The New Testament’s emphasis is not on people learning to live with what divides then, but learning to live out what unites them

Those colleagues and friends of mine who are desperately wrong about the moral theology of sex? Most of them–not all, but most of them–say the Nicene Creed every Sunday without crossing their fingers. Most of them–not all, but most–will sing full-throatedly this Easter about Jesus rising from the dead and walking away from his tomb, and really mean it. Really. Most of them–not all, but most–sincerely believe the Holy Scriptures of the Old and New Testaments to be the word of God (and, of course, to contain all things necessary to salvation). Most of them–not all, but most–desire and intend to follow Jesus the Christ, the Risen One, as Savior and Lord, to be his faithful disciples. They get one very important thing very wrong. But they get a whole bunch of equally or more important things very right. I cannot in good conscience presume to unchurch them, nor allow them to presume to unchurch me. Rather, I am obligated as a disciple of Jesus to “live out what unites” me to them, which is none other than the blood of Christ and the water of baptism.

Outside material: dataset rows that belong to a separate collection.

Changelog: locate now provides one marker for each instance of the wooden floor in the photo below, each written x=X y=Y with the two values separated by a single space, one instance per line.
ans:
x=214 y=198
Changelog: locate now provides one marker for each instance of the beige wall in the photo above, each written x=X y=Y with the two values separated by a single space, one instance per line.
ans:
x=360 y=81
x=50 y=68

So I will accept part of the critique from my GAFCON brothers and sisters toward the model of reconciliation put forward by Archbishop Justin, in that merely learning to live with what divides us as Anglican Christians (or any division among Christians, for that matter) is too meager an aspiration.  We need to set our sights higher. But neither, in the meantime, may we set them any lower, and this is where Continuing Indaba and related projects are of value: they keep us at the same table, in the same room, even while we faithfully hold our sharply irreconcilable differences. Nobody is talking about compromising, meeting each other halfway, splitting the difference. Nothing of the sort. We hold on to our convictions. But we do so in a space where the Holy Spirit has some room to act, to (in the words of the Nashotah  House Prayer) “melt the heart of sinners to the love of [God].” Maybe my “team” is right, and will prevail in the end. I hope and expect so. Maybe my opponents are right and will be shown to be so as history unfolds. I doubt it, and expect it not. But the greater likelihood is that neither “side” is entirely correct, and that both are to some extent holding on to idols of their own making. We can’t know in the present moment. I will probably no longer be in this world when that verdict is read. But I believe it my duty in the meantime to “seek peace and pursue it” (Psalm 34:14), to remain in communion with all who are marked by the sign of the cross and labor under that banner, even in the midst of very deep divergences. Jesus deserves no less. The gospel deserves no less. The life of the world deserves no less.